The other part involves the GCP team expanding Google BigQuery to a wider user range by enabling Python notebooks, BigQuery DataFrames, and a PySpark editor. This means that users with knowledge of, or a preference for, Python and PySpark can now utilize their skills in Google BigQuery.

I think we’ll see more exciting launches for BigQuery Studio soon, as the strategy to enable AI lies through positioning data correctly and making it easy to use AI on it.

Wrapping up

My impression of companies using GCP and their stages of readiness for advancements in AI: ~60-30-10
My impression of companies using GCP and their stages of readiness for advancements in AI: ~60-30-10

To summarize my thoughts and observations, Google is making a bet by focusing on enterprise clients to help them make sense of their data, but also making it as simple as possible and as they can. To do so, GCP shows the commitment to release functionality in the following areas:

1. Connect and Collect Data: The GCP team is striving to create a seamless and easy experience for enterprise users by consolidating data from different sources into a single place – BigQuery (not necessarily within one project). They aim to simplify how data—from Excel, Facebook ad accounts, or real-time events—appears in Google BigQuery for every employee who has access.

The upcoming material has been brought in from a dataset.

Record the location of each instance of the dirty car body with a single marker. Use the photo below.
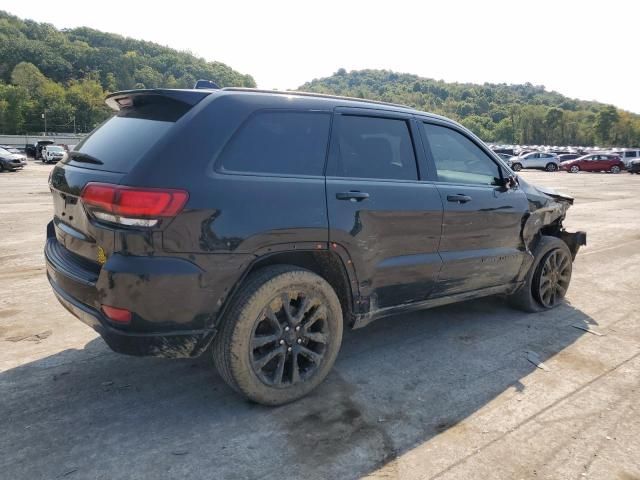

2. Model and Transform Data: This is about making data accessible and usable, regardless of the user’s skills or preferences. Whether it’s SQL, Python, PySpark, or even simple semantic queries, the goal is to enable a broad range of users to access, manipulate, and collaborate on data within BigQuery Studio. Another very expected development is enabling people with no technical skills to ask questions that are converted into SQL queries. However, I’m curious about how many people are using this feature and, more importantly, how many trust the results it generates.

3. Application of AI: If all the components mentioned above are effectively implemented, the organization will be ready to apply AI, and I believe GCP is largely prepared for this transition. However, the question remains: what portion of GCP customers are ready to enable AI, and what are their use cases? Google is doing a tremendous job preparing enterprise clients for this stage, where data readiness is often a hurdle. Now, they are making significant efforts to bridge this gap by positioning BigQuery Studio as the center of their Data Platform. This is very much aligned with what we see working with our clients at Masthead. Many organizations already treat their BigQuery and all the surrounding infrastructure as a Data Platform, and we are very excited about the changes yet to come for the majority of the market.